Business

Forget China: Apple Looks To Expand Manufacturing In The US

Apple filed a proposal in December to further manufacturing in Arizona, possibly signaling its intention to vamp up production activity in America.

President-elect Donald Trump said during a meeting with The New York Times in November that he had a productive conversation with Apple CEO Tim Cook about manufacturing concerns.

“I got a call from Tim Cook at Apple, and I said, ‘Tim, you know one of the things that will be a real achievement for me is when I get Apple to build a big plant in the United States, or many big plants in the United States, where instead of going to China, and going to Vietnam, and going to the places that you go to, you’re making your product right here,'” Trump explained.

“I said: ‘I think we’ll create the incentives for you, and I think you’re going to do it. We’re going for a very large tax cut for corporations, which you’ll be happy about.’ But we’re going for big tax cuts, we have to get rid of regulations, regulations are making it impossible,” Trump continued.

It is not exactly clear if Apple’s latest decision to increase production activity in the U.S. is due to the political climate and the impending ascension of Trump.

The notice, though, details Apple’s intent to grow its manufacturing capacity in Mesa, Arizona.

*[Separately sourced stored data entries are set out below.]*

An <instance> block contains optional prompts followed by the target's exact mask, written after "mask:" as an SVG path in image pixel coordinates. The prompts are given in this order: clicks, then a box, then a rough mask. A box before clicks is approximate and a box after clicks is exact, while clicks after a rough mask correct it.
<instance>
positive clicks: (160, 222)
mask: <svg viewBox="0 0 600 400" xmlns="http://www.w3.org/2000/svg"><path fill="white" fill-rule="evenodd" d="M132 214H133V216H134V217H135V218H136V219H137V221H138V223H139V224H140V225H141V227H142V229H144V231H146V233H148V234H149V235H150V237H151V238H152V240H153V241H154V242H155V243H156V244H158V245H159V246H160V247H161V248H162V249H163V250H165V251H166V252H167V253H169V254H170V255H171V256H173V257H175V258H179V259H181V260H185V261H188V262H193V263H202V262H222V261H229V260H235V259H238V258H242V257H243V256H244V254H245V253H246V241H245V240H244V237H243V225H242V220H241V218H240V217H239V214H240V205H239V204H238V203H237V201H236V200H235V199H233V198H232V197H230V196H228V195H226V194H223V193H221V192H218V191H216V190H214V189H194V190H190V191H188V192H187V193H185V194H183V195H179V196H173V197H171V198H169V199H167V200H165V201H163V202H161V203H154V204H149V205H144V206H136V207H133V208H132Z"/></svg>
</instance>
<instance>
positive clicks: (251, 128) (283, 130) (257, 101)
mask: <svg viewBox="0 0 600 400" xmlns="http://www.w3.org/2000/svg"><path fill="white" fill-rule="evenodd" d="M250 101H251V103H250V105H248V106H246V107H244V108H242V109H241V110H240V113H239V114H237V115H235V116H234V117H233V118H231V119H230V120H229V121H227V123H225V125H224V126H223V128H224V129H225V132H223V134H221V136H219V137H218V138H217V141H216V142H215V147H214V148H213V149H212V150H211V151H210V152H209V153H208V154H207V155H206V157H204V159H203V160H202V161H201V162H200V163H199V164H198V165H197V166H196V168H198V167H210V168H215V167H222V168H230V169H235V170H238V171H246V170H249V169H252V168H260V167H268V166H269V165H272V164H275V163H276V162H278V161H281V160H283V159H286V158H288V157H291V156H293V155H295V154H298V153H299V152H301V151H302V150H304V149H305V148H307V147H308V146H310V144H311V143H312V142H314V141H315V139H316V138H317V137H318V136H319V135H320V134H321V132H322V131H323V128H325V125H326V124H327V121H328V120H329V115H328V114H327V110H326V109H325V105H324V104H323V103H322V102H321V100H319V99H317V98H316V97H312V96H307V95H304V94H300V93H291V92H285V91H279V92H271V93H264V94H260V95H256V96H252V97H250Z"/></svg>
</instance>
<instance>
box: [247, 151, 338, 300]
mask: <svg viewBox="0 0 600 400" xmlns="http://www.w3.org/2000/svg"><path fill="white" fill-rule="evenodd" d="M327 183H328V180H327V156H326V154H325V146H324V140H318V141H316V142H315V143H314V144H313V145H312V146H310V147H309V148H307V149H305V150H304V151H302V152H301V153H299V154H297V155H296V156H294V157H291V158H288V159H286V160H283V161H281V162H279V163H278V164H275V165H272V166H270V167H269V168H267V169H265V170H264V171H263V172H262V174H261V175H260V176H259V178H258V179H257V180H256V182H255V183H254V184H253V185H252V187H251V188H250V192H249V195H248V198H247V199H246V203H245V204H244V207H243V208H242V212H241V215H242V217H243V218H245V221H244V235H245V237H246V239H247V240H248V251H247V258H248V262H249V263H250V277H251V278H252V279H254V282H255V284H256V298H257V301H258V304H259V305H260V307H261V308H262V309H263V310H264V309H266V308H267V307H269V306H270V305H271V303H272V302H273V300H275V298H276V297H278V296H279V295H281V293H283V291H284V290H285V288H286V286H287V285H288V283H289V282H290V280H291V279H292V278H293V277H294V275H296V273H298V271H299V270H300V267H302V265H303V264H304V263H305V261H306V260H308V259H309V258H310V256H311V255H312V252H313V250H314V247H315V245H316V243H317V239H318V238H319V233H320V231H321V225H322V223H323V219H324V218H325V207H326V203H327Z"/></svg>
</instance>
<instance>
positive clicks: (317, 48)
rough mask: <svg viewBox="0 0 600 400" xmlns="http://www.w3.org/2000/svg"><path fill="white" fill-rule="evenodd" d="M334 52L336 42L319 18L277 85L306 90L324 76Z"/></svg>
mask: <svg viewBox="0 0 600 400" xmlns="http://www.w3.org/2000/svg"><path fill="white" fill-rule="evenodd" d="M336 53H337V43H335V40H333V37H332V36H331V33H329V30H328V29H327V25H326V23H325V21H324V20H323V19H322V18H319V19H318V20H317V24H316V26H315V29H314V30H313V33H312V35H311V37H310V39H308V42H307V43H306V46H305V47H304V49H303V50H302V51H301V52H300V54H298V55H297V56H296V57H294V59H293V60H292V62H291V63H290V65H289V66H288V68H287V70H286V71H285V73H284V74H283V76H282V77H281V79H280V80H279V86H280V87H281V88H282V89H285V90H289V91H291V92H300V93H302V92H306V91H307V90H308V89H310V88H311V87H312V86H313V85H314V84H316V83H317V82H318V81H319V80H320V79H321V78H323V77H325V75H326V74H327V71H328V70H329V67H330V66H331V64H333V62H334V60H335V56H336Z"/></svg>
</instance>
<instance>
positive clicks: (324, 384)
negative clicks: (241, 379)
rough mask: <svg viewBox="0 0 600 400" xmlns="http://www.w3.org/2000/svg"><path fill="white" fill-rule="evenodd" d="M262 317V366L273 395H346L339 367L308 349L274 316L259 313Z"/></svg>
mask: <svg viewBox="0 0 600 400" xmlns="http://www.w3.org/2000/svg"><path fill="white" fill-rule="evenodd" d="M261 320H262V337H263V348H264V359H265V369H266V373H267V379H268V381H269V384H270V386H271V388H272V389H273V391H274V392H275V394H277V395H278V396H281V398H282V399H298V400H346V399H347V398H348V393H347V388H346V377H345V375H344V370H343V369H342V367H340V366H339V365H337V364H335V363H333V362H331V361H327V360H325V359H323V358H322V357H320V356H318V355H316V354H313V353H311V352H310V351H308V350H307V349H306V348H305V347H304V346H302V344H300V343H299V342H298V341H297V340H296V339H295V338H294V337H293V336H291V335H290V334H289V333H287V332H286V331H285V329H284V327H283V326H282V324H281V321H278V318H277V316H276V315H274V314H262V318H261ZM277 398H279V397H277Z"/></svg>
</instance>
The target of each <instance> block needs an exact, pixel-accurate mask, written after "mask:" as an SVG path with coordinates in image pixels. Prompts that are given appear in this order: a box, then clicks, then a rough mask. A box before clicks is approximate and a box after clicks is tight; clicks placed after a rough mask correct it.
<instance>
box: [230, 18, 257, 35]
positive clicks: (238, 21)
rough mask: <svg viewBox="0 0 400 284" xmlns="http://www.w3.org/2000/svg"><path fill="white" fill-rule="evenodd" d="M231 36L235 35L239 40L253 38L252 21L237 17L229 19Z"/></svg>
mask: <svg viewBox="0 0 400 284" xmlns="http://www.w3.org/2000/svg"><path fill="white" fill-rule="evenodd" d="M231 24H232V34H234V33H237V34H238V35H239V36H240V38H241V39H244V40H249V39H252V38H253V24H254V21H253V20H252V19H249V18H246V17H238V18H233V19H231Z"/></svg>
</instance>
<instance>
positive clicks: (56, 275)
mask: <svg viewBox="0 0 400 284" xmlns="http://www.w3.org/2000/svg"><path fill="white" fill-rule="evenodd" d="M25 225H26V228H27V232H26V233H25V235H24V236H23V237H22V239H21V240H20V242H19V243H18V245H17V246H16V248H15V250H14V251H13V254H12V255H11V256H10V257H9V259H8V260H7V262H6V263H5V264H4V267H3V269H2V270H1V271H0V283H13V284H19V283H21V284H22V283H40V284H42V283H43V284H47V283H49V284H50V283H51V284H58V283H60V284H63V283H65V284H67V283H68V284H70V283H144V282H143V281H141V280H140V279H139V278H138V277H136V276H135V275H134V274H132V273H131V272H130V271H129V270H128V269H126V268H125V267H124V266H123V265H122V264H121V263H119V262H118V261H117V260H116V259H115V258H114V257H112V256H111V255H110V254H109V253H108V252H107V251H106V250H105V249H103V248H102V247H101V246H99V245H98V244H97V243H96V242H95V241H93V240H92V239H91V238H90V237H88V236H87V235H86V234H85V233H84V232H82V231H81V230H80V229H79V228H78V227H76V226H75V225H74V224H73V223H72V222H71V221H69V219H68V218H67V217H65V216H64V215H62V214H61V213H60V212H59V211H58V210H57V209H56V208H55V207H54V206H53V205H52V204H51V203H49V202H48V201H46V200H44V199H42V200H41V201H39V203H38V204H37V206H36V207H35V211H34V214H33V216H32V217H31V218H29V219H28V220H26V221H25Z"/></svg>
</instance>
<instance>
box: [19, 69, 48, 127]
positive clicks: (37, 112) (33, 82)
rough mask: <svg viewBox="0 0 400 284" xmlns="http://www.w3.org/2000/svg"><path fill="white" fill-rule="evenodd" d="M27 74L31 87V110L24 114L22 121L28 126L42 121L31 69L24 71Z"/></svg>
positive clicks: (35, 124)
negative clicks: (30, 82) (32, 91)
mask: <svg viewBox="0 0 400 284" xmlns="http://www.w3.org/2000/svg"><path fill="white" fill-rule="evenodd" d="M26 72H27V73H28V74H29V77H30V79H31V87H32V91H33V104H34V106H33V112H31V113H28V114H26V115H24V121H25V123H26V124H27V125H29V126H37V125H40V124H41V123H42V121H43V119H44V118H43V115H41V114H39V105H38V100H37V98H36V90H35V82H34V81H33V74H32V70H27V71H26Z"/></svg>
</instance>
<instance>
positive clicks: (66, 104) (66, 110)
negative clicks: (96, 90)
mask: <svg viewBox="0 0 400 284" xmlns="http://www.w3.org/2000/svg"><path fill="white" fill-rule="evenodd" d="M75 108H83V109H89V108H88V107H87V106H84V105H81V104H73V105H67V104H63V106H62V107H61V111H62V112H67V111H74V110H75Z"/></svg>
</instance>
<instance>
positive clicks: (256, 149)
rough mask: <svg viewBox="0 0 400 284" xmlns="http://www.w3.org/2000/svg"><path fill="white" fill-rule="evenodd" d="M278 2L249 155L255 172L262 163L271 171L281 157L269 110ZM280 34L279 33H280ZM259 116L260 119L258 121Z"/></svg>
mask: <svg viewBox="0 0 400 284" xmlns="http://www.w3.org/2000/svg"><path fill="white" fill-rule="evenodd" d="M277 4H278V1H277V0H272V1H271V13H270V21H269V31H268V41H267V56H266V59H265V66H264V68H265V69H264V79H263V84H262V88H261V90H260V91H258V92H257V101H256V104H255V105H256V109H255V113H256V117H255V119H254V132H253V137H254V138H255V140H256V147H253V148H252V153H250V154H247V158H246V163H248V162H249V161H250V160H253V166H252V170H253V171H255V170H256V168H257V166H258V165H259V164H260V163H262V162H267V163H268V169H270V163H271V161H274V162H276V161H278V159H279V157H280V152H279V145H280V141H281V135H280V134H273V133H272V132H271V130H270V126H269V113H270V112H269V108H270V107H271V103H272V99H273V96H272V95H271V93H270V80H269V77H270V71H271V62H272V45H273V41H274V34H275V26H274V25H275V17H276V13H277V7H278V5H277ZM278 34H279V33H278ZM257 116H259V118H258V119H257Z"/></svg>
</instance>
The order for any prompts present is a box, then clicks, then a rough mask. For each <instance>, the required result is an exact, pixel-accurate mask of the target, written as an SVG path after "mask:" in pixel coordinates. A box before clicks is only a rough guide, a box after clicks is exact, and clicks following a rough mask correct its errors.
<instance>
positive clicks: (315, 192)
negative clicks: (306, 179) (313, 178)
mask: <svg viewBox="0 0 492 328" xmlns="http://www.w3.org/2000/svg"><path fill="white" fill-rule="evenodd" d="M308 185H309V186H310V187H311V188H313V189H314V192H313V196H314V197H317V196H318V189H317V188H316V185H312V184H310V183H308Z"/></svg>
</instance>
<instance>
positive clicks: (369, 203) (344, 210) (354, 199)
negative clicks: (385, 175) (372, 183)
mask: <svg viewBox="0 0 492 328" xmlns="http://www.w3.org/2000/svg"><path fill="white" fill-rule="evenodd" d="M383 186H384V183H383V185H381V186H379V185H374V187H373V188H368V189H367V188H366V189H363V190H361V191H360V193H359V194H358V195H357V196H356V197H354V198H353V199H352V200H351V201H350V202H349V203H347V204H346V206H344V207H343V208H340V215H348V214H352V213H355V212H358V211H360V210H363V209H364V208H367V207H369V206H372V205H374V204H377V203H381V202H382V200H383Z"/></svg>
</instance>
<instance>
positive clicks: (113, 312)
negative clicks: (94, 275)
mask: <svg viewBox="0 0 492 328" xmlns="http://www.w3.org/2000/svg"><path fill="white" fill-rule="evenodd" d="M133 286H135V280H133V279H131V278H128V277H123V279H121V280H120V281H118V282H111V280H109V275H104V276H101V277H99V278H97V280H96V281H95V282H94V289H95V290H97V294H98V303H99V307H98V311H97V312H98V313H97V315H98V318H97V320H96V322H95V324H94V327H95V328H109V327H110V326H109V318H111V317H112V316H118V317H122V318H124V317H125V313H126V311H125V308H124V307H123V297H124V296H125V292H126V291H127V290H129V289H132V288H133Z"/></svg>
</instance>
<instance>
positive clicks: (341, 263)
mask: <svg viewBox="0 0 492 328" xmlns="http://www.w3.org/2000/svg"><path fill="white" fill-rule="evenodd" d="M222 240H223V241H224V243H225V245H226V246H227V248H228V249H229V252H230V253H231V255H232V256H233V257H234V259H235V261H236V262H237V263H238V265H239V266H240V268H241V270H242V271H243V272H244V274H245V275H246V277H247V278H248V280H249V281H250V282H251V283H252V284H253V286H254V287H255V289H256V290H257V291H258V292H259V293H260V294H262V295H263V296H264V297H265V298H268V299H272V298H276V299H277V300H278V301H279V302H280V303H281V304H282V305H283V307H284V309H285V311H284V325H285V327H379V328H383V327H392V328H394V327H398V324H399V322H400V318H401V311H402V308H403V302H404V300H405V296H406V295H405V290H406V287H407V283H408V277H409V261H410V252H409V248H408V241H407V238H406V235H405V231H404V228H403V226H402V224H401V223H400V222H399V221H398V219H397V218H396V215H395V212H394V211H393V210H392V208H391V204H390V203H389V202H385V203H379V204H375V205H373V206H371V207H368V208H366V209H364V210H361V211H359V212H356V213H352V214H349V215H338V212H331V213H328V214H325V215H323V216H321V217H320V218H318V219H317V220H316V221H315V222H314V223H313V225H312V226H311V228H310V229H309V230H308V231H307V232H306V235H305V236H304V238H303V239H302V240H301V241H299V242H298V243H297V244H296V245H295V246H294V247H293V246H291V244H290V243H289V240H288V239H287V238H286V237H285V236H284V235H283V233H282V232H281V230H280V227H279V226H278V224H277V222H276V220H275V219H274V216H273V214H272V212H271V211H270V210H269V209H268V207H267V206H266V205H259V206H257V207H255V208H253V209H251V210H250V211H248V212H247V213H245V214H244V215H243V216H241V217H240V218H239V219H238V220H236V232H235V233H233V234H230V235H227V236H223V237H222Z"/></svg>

“Apple already has authority to produce certain components for consumer electronics” in the area, reads the notice published Monday in the Federal Register. “The current request would add finished products and foreign status materials/components to the scope of authority.”

The proposal provides a lengthy list of foreign materials (in total 71) likely to be manufactured into finished products at the facility, including plastic bags, fan blades, electric motors, magnets, lithium batteries, microphones, power strips, optical fiber cables, metal furniture, and many other items.(RELATED: Try Not To Feel Old: The iPhone Just Turned 10)

Apple expanding manufacturing in the U.S. may become a pattern in years to come, after a report released in November by a Japanese financial newspaper said that the tech conglomerate is considering moving iPhone production to the States.